Critical Momentum
The team in India had located both the trainer and the recent trainee. They lived in the same housing complex built by some American company or its offshore wing. They found a building which was suitable to use for headquarters, but not for interrogation purposes. Some members were looking around for an abandoned shed out in the country. The problem was housing in the city was so abysmal that people who didn’t have money were going out into the countryside and pretty much stealing the materials of any building that didn’t have someone there defending it.
Even though the team was told to observe from a distance, they tailed both men to find out where they worked. It turned out that the trainer worked at a newly built data center which seemed to be hiring a lot of people at very low wages. That was about to change, though, because the workers had voted to unionize.
The person running the new email hub worked at a call center a little farther away. How either of them was paying rent here given what their companies paid for wages should have been indication enough they were working a side job. You cannot make $200 per month and pay $300 per month in rent.
Since the man in the suit was still back at the old Pakistani headquarters, they decided to take matters into their own hands. Two members had fake backgrounds generated for them. One applied for a job at the call center and the other applied at the data center. The person at the data center was told the company was not going to be hiring until they had hammered out a deal with the union. Could be a day, might be a month, might not happen at all.
The rest of the team was beginning to worry about the member who was to apply at the call center. He had been gone fourteen hours without reporting in. Finally he showed up at headquarters and said he was headed back to his apartment for sleep. He had been hired and had started that day. He was working on the same floor as the suspect and only a few aisles away from him. The team had dipped into the operational fund to set several members up with their own apartments in the same complex as the two suspects.
Three members shared an apartment, the position of which allowed them to observe the entry to both suspects’ apartments. One of the apartments they had gotten for a member just happened to be directly above the apartment where the new email hub was running. They obtained some tools and equipment to install both video and audio surveillance in the apartment below. Because this person was also now a coworker of that man, they had to hide the wiring and recording equipment. This meant they actually had to put the carpet back down and the cable under it once they had drilled through the floor and tapped into the overhead lights of both the living room and the second bedroom where the computer was.

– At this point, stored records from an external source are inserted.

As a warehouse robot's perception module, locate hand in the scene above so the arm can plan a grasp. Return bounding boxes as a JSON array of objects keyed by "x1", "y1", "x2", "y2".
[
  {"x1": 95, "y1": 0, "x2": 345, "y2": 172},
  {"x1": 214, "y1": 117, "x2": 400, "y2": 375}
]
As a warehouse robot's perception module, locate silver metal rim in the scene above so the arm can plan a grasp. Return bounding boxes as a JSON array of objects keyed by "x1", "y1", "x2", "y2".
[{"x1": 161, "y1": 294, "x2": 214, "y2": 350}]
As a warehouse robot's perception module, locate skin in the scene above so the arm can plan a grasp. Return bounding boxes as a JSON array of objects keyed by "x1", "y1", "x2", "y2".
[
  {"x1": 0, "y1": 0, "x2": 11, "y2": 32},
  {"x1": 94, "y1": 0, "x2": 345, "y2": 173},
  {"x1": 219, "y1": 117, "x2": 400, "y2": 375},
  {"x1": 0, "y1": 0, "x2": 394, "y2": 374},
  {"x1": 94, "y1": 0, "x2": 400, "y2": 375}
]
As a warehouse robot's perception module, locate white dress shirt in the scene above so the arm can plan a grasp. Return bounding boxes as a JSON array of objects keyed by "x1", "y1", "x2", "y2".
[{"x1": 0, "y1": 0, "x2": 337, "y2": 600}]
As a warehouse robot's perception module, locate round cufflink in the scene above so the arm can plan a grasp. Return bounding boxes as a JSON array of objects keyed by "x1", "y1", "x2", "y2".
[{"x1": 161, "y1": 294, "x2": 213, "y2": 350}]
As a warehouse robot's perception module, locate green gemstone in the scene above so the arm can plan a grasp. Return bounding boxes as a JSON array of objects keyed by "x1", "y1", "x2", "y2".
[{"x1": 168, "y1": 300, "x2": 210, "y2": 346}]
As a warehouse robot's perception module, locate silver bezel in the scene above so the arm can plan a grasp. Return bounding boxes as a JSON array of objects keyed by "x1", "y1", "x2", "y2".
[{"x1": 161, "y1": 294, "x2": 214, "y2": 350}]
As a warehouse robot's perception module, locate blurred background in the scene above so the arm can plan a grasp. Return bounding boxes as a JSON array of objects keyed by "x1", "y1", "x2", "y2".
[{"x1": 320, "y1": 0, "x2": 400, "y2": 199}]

While the team was checking out the video equipment, they noticed the man actually had a land line phone in his apartment. This was quite unheard of in India. They cobbled together an extension cord, an AC regulator, and a gator clip; then accessed the main phone panel for the building. Only four phones had actually been hooked up. They didn’t want to risk a tap being discovered at the site, so they went to work with the AC regulator while one team member stayed inside on a cell phone watching the surveillance equipment. On their third try, they found the phone line.
Most phone systems had been based on the American standard of TIP and RING. A land line phone actually uses only two wires. The TIP is always positive and the RING is rather odd. When the ringer on the phone is idle, this line has -48 volts DC. To make the phone ring 90 volts of 20hz AC current is superimposed on the line. To find out which phone line went to this apartment, they simply put the correct current on the ring line for a second and waited for a report on the cell phone. When the person observing the surveillance equipment heard the phone ring, he reported it.
As the men returned to the apartment one of them asked the man who built the ring generator, “Why are the lines called TIP and RING?”
“They are names which stuck around long past their usefulness.” “You sure you’re not an MBA, because you gave me a response, not an answer and that is exactly what they do.” “Have you ever seen old black and white photos or newsreel footage, on the History Channel or any other place, of women wearing these big headsets sitting at a funky table with a lot of cables sticking up, and a big board to plug them into in front of them? The old telephone operator footage?” “Yes, so?”
“Each one of those retractable cables had a special pointed connector on it, much like the connectors you see for AC adapters to power 12-volt or lower DC equipment, only much larger. Inside of the cable was two wires. One wire went to the tip of the connector and another wire was connected to one of the rings on the larger part of the connector. You’ve noticed how some of those pointed adapters have those ridges going around them, haven’t you?”
“Yes, but I thought it was just to keep them in place.” “In part it is, but it also makes for a different connection point. That is why they have different colorings. At any rate, most telephones still use two wires and most people still call those wires TIP and RING.” With all of the prep work done, the team set in for a long, boring surveillance routine. At least now they were doing it from an apartment where they could keep food in the fridge and easily use the bathroom. They had heard what a team was going to have to do to observe the new email hub in Pakistan. None of them wanted any part of that duty. Oh, it wasn’t just the lying in the sun under desert temperatures, the bug bites, scorpions, and having to shit in your own den to keep from making any more footprints — it was the region itself. There was no telling when a drug caravan would come along and kill you simply because you were there.
At last they wrote up a summary of their work and all current information they had on the two suspects. The summary was attached to an email which was sent to both Hans and the man in the suit.